Adam Silberring with his brother Ludwik

Adam Silberring with his brother Ludwik

This is my husband Adam Silberring with his younger brother Ludwik. I don't know when the photo was taken, but Adam looks like 12-13 years old. So it was probably 1933 or 1934. The picture was taken in Bochnia. My husband is a chemical engineer. He was born in Bochnia in 1921, the last year to graduate from high school before the war. His was a very assimilated family. His father, Samuel, owned a large printing press and a house. He even used to drive around on business on Saturdays, he said, and the orthodox Jews used to throw stones at him. He didn't give his sons a Hebrew education. He was a believer, because even after the war he used to go to the synagogue at New Year, but he didn't celebrate all the holidays. He died in 1973. Adam's mother perished during the war.

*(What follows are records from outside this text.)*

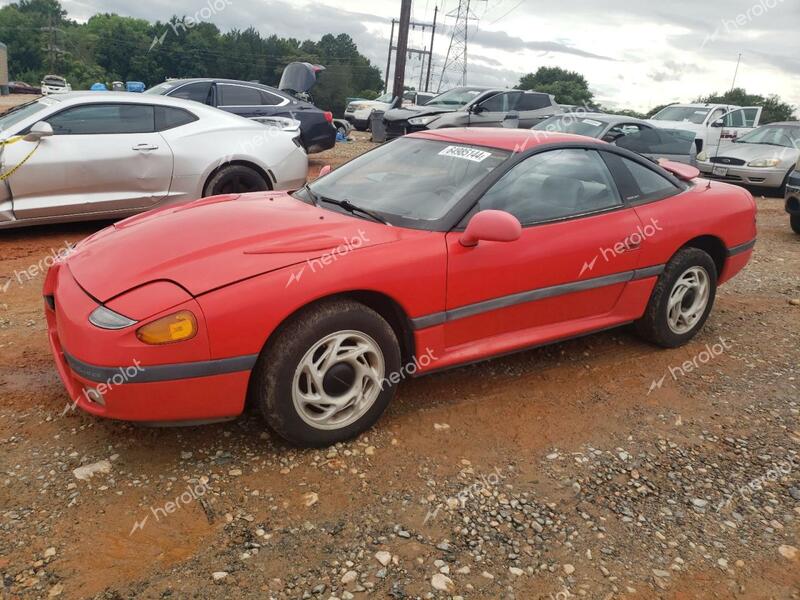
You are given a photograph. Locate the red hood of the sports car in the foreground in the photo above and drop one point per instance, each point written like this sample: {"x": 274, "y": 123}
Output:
{"x": 209, "y": 243}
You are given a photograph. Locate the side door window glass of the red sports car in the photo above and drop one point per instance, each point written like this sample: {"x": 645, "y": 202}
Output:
{"x": 554, "y": 185}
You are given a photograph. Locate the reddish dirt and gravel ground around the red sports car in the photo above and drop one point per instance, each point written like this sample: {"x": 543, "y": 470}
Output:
{"x": 593, "y": 468}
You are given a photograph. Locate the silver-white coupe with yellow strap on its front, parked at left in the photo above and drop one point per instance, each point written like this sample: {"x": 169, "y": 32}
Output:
{"x": 98, "y": 156}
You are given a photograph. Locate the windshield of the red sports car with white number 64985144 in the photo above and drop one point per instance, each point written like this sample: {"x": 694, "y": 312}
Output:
{"x": 409, "y": 181}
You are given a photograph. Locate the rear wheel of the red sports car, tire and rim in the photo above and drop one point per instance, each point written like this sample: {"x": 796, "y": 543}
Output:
{"x": 688, "y": 267}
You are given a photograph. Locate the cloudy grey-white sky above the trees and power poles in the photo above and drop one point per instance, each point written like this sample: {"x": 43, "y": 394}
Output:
{"x": 634, "y": 54}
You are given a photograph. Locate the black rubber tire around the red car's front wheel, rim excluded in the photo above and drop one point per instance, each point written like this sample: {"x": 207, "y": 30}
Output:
{"x": 280, "y": 363}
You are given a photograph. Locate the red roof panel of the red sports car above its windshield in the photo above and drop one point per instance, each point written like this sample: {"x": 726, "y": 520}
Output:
{"x": 500, "y": 138}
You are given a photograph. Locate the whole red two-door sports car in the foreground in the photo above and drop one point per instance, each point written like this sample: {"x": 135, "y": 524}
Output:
{"x": 434, "y": 250}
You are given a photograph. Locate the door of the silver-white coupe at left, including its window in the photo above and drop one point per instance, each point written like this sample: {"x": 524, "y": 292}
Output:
{"x": 102, "y": 157}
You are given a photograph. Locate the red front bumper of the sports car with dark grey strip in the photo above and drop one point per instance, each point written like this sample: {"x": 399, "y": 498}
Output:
{"x": 110, "y": 374}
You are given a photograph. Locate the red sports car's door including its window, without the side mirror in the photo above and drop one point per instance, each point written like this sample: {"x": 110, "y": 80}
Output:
{"x": 575, "y": 256}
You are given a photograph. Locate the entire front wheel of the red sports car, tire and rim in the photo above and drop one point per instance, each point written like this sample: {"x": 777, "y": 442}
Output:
{"x": 282, "y": 375}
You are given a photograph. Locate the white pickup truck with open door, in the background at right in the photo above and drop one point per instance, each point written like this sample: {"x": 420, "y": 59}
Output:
{"x": 712, "y": 123}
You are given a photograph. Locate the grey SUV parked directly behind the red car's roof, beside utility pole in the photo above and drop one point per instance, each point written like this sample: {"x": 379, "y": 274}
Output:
{"x": 473, "y": 107}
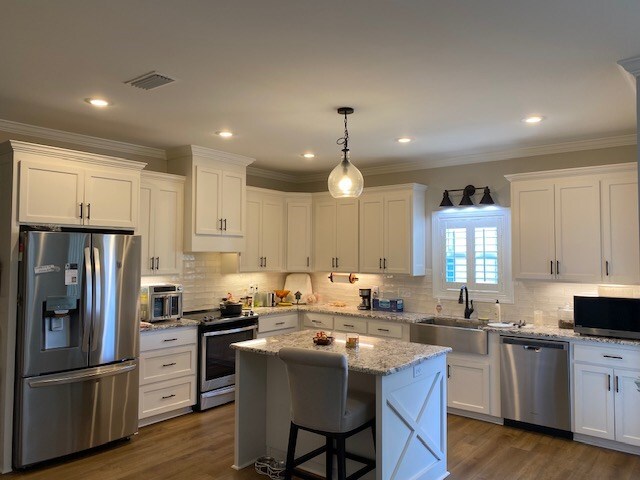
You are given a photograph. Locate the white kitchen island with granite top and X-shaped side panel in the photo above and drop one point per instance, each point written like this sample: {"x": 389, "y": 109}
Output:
{"x": 408, "y": 379}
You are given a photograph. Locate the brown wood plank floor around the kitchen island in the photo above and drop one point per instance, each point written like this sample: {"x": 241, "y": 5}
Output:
{"x": 200, "y": 447}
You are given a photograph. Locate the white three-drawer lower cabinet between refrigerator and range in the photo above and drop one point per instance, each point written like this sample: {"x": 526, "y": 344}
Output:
{"x": 168, "y": 365}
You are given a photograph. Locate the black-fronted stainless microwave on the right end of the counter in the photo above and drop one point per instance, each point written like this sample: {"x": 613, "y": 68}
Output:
{"x": 607, "y": 316}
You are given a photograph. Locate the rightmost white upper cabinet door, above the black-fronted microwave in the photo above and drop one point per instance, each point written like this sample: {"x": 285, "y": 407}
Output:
{"x": 620, "y": 229}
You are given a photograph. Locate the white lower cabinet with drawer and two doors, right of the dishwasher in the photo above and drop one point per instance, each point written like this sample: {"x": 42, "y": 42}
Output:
{"x": 606, "y": 393}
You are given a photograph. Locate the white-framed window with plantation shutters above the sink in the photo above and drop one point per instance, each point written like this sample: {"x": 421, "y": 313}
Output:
{"x": 472, "y": 247}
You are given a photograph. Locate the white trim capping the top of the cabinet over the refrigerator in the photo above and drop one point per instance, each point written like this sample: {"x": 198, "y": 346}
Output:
{"x": 66, "y": 154}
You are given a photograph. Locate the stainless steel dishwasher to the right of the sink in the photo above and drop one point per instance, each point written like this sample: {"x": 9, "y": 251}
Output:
{"x": 534, "y": 382}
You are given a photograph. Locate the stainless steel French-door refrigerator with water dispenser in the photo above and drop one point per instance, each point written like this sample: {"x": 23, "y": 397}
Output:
{"x": 77, "y": 346}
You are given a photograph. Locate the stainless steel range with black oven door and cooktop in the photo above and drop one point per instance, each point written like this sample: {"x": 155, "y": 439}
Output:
{"x": 216, "y": 359}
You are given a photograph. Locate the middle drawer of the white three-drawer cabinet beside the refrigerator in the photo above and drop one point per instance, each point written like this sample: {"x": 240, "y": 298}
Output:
{"x": 166, "y": 363}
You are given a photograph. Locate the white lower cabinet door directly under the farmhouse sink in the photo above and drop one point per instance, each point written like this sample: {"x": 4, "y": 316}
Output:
{"x": 468, "y": 384}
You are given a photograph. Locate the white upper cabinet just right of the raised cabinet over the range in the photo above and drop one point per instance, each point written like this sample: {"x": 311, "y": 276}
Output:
{"x": 265, "y": 232}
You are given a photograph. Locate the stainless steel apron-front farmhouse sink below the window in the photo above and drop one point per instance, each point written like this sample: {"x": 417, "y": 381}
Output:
{"x": 461, "y": 334}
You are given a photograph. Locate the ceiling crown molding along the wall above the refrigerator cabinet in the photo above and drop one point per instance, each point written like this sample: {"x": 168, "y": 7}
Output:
{"x": 79, "y": 139}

My husband has a brother, Ludwik, born in 1925. Both he and his brother studied at the Silesia Polytechnic in Wroclaw. Ludwik lives in Switzerland, he's a professor and has two children. We're not in touch with him. During the war, first the Germans threw them out of their house, because it's a very beautiful house. They took their car, a Steyr. So they, with some cases, as my father-in-law told me, set off towards Lwow. In the meantime the Germans forced them into some labor on the way somewhere, but later they made it to Lwow. His mother and the younger brother went back to Bochnia for some winter clothes. They didn't have any warm things, because there had been a heat wave in September. She was crossing the river San in a boat and the boat capsized and she drowned, but Ludwik was rescued and went back to Lwow. After that the Russians deported them out to the Ural Mountains. I can't remember what the place was called.